Skip to main content

Alerts & Notifications

Configurable alert rules with metric thresholds, event counts, anomaly detection, and status change triggers. Multi-channel notifications via email, Slack, webhooks, and SMS.

Overview

EdgeFlow's alert system monitors device metrics and events, triggering notifications when configurable thresholds are breached.
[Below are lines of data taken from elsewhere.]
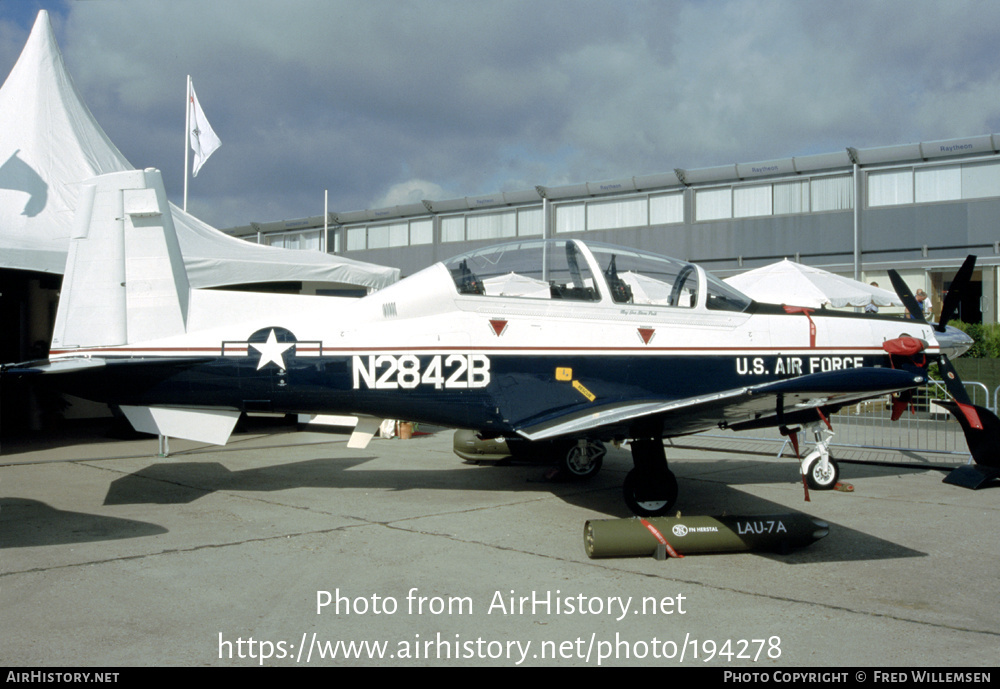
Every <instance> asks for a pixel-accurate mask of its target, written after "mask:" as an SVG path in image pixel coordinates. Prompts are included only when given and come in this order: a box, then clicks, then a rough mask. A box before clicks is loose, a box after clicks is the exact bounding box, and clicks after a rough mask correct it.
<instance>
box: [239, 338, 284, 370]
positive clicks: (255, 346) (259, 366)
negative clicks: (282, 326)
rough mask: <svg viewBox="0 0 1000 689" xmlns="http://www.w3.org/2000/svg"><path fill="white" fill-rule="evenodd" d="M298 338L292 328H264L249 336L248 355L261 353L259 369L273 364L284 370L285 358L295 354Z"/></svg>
mask: <svg viewBox="0 0 1000 689" xmlns="http://www.w3.org/2000/svg"><path fill="white" fill-rule="evenodd" d="M295 344H296V339H295V335H293V334H292V332H291V331H290V330H287V329H285V328H263V329H261V330H258V331H257V332H255V333H254V334H253V335H251V336H250V337H248V338H247V355H248V356H251V357H252V356H254V355H255V354H259V355H260V361H258V362H257V370H258V371H259V370H261V369H262V368H264V367H265V366H268V365H270V364H273V365H275V366H277V367H278V368H280V369H282V370H284V369H285V368H287V366H286V365H285V358H286V357H290V356H294V354H295V351H294V348H295Z"/></svg>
Alert rules support multiple trigger types and can send notifications through email, Slack, webhooks, and SMS channels.

Alert Rule Types

Type Description Example
metric_threshold Trigger when a metric exceeds a value CPU > 90% for 5 minutes
event_count Trigger when event frequency exceeds a count More than 10 errors in 1 hour
anomaly ML-based anomaly detection on metrics Unusual memory usage pattern
status_change Trigger on device or flow state change Device goes offline

Severity Levels

Severity Description
Critical Immediate attention required, service impact
High Significant issue, may cause service degradation
Medium Notable condition, should be investigated
Low Minor issue, informational
Info Informational only, no action needed

Alert States

┌─────────┐   threshold   ┌─────────┐   acknowledge   ┌──────────────┐
│  (none) │──────────────>│ Firing  │────────────────>│ Acknowledged │
└─────────┘    breached   └────┬────┘                 └──────┬───────┘
                               │                             │
                          condition                     auto-resolve
                          clears                             │
                               │                             │
                               ▼                             ▼
                          ┌──────────┐                ┌──────────┐
                          │ Resolved │                │ Resolved │
                          └──────────┘                └──────────┘

Notification Channels

Each alert rule can send notifications to multiple channels simultaneously:

Channel Description
Email SMTP-based email notifications with templates
Slack Slack channel messages via webhook
Webhooks HTTP POST to custom endpoints
SMS Text messages via Twilio

Alert Rule Configuration

# Create an alert rule
POST /api/v1/alerts
{
  "name": "High CPU Alert",
  "description": "Alert when CPU exceeds 90% for 5 minutes",
  "type": "metric_threshold",
  "severity": "high",
  "enabled": true,
  "metric": "cpu_usage_percent",
  "condition": "greater_than",
  "threshold": 90,
  "evaluation_interval": 60,
  "evaluation_window": 300,
  "threshold_count": 5,
  "device_id": "dev_abc123",
  "notification_channels": [
    {"type": "email", "config": {"to": "ops@acme.com"}},
    {"type": "slack", "config": {"webhook_url": "https://hooks.slack.com/..."}}
  ],
  "labels": {"team": "ops", "environment": "production"},
  "annotations": {"runbook": "https://wiki.acme.com/high-cpu"}
}

Alert Rule Parameters

Parameter Description
evaluation_interval How often the rule is checked (seconds)
evaluation_window Time window for metric aggregation (seconds)
threshold_count Number of breaches before alert fires
labels Key-value metadata for filtering and grouping
annotations Additional context (runbook URLs, descriptions)

Alert Management

# List all alerts
GET /api/v1/alerts

# Get alert details
GET /api/v1/alerts/:id

# Update alert rule
PUT /api/v1/alerts/:id

# Delete alert rule
DELETE /api/v1/alerts/:id

# Acknowledge a firing alert
POST /api/v1/alerts/:id/acknowledge

Throttling

Alert notifications include built-in throttling to prevent notification storms. Once an alert fires, duplicate notifications for the same rule are suppressed for a configurable period before re-alerting.